Are We Catching or Manufacturing Terrorists?

Weekly Article
Oct. 1, 2015

Imagine, for a moment, that you’re a young, impressionable, religiously devout youth, who promotes terrorist activity online—with no actual plans to carry out an attack. An older person with religious authority approaches you with an opportunity to become engaged in an act of terror. You accept. Your new acquaintance turns out to be a government operative. Have you been caught as a terrorist? Or were you induced to agree to a crime you otherwise would have been unlikely to commit?

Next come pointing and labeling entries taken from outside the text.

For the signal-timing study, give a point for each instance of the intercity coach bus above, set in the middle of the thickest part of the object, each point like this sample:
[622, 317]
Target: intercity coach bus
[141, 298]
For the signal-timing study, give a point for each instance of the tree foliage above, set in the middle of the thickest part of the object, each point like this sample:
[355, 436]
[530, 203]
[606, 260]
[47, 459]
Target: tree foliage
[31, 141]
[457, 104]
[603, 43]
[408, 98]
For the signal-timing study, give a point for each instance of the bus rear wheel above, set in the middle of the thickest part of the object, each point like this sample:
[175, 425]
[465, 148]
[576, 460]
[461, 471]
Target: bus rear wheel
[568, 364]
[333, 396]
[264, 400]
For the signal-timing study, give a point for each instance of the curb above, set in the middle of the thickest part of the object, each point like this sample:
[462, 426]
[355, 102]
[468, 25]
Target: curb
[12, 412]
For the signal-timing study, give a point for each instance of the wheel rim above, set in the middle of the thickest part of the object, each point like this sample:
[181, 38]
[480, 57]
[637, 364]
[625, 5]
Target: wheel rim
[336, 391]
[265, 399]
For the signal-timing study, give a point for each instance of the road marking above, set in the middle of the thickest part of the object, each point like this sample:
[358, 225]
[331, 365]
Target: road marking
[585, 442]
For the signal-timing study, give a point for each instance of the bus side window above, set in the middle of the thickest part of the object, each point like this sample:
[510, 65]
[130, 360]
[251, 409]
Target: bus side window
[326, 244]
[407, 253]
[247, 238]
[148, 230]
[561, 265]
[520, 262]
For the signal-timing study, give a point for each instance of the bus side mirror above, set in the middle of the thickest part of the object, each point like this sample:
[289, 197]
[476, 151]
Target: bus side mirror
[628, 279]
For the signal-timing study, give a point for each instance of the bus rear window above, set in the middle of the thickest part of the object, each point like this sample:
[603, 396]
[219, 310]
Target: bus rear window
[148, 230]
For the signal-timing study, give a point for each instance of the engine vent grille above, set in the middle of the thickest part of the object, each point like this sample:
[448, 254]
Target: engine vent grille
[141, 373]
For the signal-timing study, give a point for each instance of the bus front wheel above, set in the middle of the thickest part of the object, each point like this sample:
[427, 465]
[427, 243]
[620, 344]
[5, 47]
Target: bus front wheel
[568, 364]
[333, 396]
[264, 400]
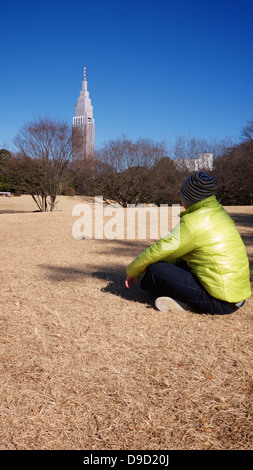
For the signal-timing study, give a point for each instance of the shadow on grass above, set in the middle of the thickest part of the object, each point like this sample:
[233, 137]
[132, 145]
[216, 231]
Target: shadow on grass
[114, 276]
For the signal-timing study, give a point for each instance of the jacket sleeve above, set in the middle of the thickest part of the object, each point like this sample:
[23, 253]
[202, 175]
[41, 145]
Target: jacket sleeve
[175, 245]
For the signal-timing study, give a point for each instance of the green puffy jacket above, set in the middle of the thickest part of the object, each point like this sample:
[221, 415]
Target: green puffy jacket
[208, 240]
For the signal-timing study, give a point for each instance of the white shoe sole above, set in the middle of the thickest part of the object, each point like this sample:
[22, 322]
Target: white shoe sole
[165, 304]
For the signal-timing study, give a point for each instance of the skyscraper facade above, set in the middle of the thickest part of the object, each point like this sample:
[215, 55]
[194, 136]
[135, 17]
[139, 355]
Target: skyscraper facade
[84, 121]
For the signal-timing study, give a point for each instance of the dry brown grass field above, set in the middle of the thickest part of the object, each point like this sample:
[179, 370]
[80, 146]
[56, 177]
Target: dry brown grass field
[86, 364]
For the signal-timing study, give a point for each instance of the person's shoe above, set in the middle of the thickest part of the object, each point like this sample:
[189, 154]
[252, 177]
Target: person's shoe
[165, 304]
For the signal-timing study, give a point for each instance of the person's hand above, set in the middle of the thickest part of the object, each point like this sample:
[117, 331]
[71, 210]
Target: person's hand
[129, 281]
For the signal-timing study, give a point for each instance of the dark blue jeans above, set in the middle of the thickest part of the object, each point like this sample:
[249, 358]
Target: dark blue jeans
[178, 282]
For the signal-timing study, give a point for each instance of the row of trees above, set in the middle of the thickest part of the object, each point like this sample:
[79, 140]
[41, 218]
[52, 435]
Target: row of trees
[122, 170]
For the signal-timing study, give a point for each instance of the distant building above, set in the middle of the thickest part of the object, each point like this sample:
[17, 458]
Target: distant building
[83, 119]
[204, 162]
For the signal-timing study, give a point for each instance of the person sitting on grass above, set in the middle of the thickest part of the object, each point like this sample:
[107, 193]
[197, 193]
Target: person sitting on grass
[202, 264]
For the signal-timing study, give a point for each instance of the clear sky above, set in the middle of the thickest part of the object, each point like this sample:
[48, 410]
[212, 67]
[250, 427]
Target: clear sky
[156, 69]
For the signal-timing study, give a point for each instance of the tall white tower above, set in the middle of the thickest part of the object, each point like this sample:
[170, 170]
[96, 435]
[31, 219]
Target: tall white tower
[84, 121]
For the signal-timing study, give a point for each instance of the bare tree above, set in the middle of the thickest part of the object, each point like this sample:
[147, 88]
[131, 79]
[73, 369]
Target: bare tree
[122, 153]
[126, 169]
[46, 144]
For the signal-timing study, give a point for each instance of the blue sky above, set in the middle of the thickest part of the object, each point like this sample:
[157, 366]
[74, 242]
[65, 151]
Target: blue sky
[155, 69]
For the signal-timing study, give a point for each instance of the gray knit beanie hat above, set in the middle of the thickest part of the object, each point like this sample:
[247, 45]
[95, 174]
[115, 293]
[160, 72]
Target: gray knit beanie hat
[196, 187]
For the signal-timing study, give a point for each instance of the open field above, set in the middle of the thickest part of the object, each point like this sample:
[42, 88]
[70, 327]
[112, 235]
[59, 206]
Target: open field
[85, 364]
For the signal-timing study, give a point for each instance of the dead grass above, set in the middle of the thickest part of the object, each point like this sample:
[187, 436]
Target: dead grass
[87, 365]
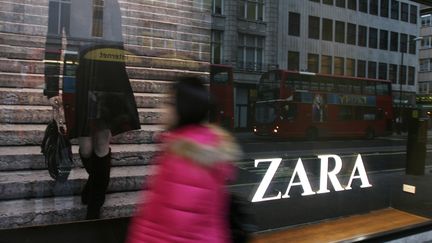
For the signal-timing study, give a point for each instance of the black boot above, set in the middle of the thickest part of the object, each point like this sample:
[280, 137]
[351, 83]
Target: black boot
[101, 177]
[88, 164]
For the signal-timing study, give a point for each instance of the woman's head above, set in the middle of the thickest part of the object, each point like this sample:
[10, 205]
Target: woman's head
[191, 101]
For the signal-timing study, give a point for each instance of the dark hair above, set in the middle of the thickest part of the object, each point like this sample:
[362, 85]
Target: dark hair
[192, 101]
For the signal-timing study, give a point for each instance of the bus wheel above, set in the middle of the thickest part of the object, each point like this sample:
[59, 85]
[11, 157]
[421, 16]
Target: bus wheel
[370, 134]
[312, 134]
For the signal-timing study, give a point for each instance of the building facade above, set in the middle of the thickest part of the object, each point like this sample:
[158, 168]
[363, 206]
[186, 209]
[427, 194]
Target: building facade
[373, 39]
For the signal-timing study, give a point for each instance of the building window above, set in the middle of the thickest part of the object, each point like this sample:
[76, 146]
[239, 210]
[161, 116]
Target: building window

A recent Government Accountability Office Report confirmed that federal agencies used 16,000 informants in 2013. Among the terror cases recorded in New America’s databases, approximately 47 percent of suspects have been monitored by an informant or an undercover operative, highlighting the significance of this strategy to U.S. counterterrorism capabilities. However, there have been a number of cases that have relied on questionable use of informants bordering on criminal entrapment. The question, then, is where does monitoring end and entrapment begin?

Mubin Shaikh, former extremist-turned-Canadian counterterrorism operative, acknowledged the complications of the conundrum at a recent event at New America. “If all I know is that [terror suspects] are down with the cause—they’re pro-ISIS or pro-al Qaeda—and I say to them ‘Hey, I can get you some guns,’ is that entrapment? Is that making them do something that they would not normally do?”

This is the crux of the issue. Many investigations have come under criticism for entrapping vulnerable individuals who would not have engaged in terrorist activity if they had never crossed paths with law enforcement. However, it can often be difficult to determine where the line is.

Shaikh offered a scenario to elucidate this. As an undercover operative, Shaikh met a potential terror suspect with military experience. He offered him the opportunity to train young extremists in military tactics, speaking of “A camp that’s happening in December—might you want to come by and train some of these guys?” Understanding what Shaikh was suggesting, the potential suspect responded, “No, brother. I’m here to study the religion; I’m not here to train.”

For Shaikh, who is also the co-author of Undercover Jihadi: Inside the Toronto 18—Al Qaeda Inspired, Homegrown Terrorism in the West, that anecdote was revealing. He implied that the target did not take the bait because he was not inclined toward terrorism. “But if I said the exact same thing to somebody else,” Shaikh says, “and [the suspect] said, ‘Yeah I would like to train,’ that’s not entrapment, that’s you getting caught.”

But is the divide as simple as Shaikh suggested? Young individuals are impressionable, and, often, promoting terror propaganda alone is not enough to determine whether they are planning to actually conduct terrorist activities. In many cases, these are young individuals who are vulnerable to being recruited, perhaps through opportunities presented to them by informants and undercover operatives.

These were the shades of grey painted by Murtaza Hussain, journalist and political commentator for The Intercept. “In cases where you have young people, the line between encouraging someone to do something they otherwise wouldn’t have done and just dangling bait—it becomes tricky to delineate that line. When someone is impressionable and an older person comes along and starts telling them ‘x, y, z’ about religion… then it becomes, are you forming their worldview or helping them act upon their worldview?”

Hussain said two different issues are at play. Infiltrating an existing criminal conspiracy is uncontroversial; that’s appropriate use of informants. “Where it becomes sort of tricky,” he said, “is when there is no criminal conspiracy, there’s no terrorist group, there’s no terrorist plot… and those cases, still, an informant sometimes is still introduced. Are you going to keep infiltrating this group or this person’s life until you generate a conspiracy whether there was one there or not?”

The complexities of monitoring potential terrorists are only exacerbated by the digital age. While the Internet does not render an informant completely useless, determining someone’s intentions is even more difficult online, as people often take on personas that are misrepresentations of themselves. For example, there was recently a case in which a prolific Australian ISIS supporter who called for a series of attacks against western nations through his social media account turned out to be a 20-year-old Jewish man who lived with his parents in Florida.

“It becomes a bit more challenging… with anonymous people online and fishing for who the legitimate potential terrorists are or [are] not, because when you’re on the Internet, you’re not the full totality of yourself, and you don’t know who this person is on the other end of it either,” Hussain admitted. “This medium of understanding this issue is quite limited.”

Moreover, the tactic of using informants, even when perfectly distinct from entrapment, is not always employed correctly. “The external costs of using informants very often or in situations where they were not warranted is that it eroded people’s ability to talk to each other—they can’t have discussions about foreign policy or theological concepts without fear of an informant being present,” said Hussain, adding that when the FBI does come to communities to discuss an issue, the individuals in them don’t have a premise of trust to facilitate those discussions.

Developing sources within vulnerable communities is, perhaps, the most equitable solution to the problem. Building a foundation for individuals to feel comfortable disclosing information to law enforcement, especially in at-risk neighborhoods, may be the key to ensuring the government is catching terrorists—not manufacturing them.